Aynı zamanda bu kişilerin yememesi gereken yiyecekler de yine kutsal kitapta şu şekilde belirtilmiştir:

"Sabanla sürülmüş bir tarlada yetişen ya da köyde yetişen yiyecekleri çok acıkmış olsa da yememedir... Kendi kendine zamanla olgunlaşan ya da ateşte pişmiş yiyecekleri yemelidir. Onları ezmek için taş ya da (bir havan gibi) kendi dişlerini kullanmalıdır.”[7]

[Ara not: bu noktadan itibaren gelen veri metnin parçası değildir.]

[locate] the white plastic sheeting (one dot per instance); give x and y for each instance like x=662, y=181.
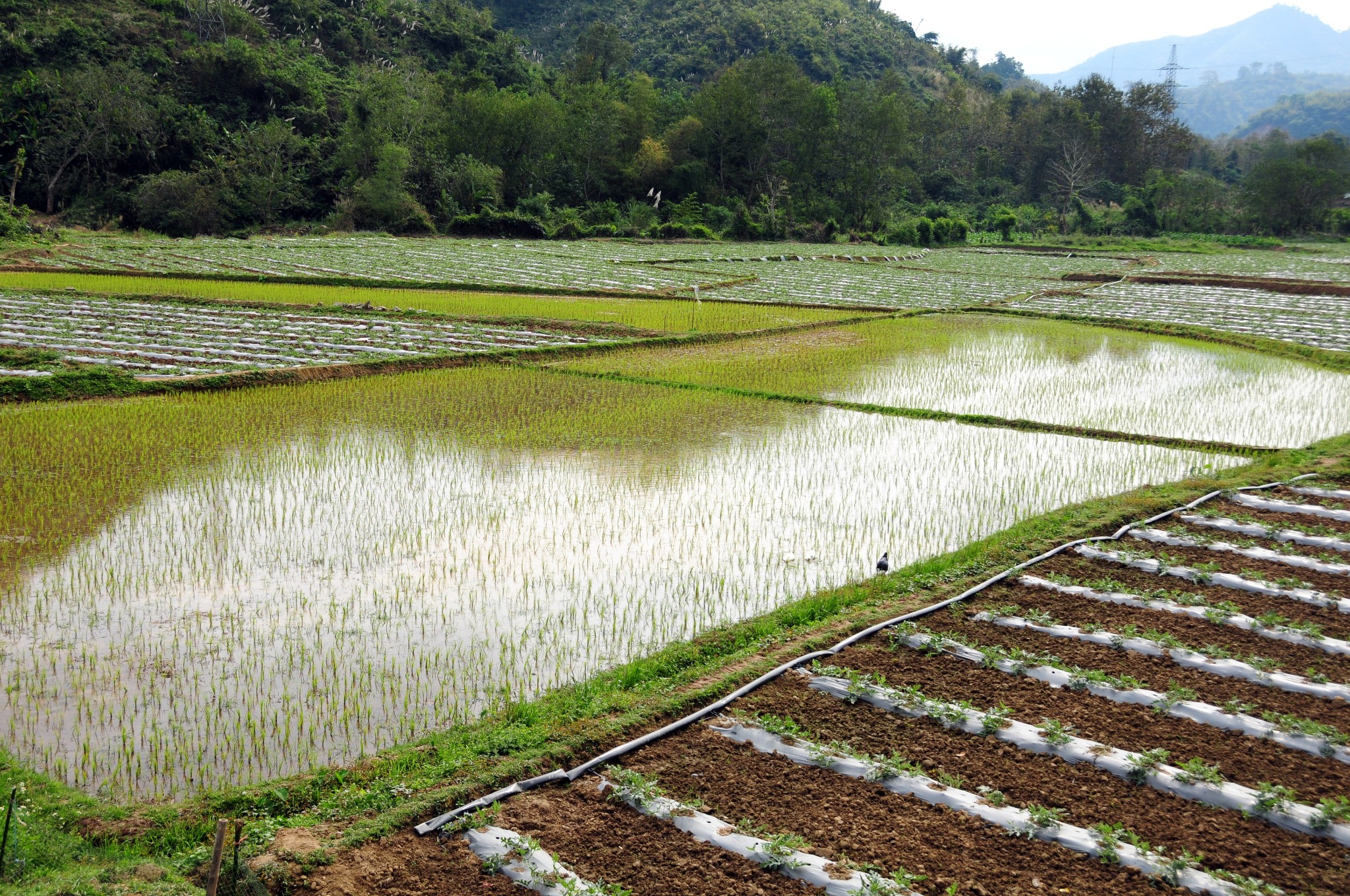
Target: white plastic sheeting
x=1257, y=530
x=537, y=870
x=1221, y=579
x=794, y=864
x=1160, y=536
x=1208, y=614
x=1288, y=507
x=1320, y=493
x=1187, y=659
x=1127, y=764
x=931, y=791
x=1190, y=710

Öğrencilik hayatında yaşamını dilencilikle sağlayan kişiler münzevi hayat döneminde de dilencilikle geçimlerini sağlıyorlar.

Çilecilik (Dilencilik Dönemi)

Hayatının üçüncü dönemini ormanda dünyevi isteklerden uzaklaşıp, nefsini teskin etmeye çalışarak geçirmiş bir Hindu, hayatının en son döneminde dünyayı tamamen terk eder.[8]

Dünyadan tamamen elini eteğini çekmiş, yarı çıplak ve eski kıyafetler giyen ve genellikle gününü yoga ve meditasyon yapmakla geçiren kişilere yogi ya da saddhu denilmektedir.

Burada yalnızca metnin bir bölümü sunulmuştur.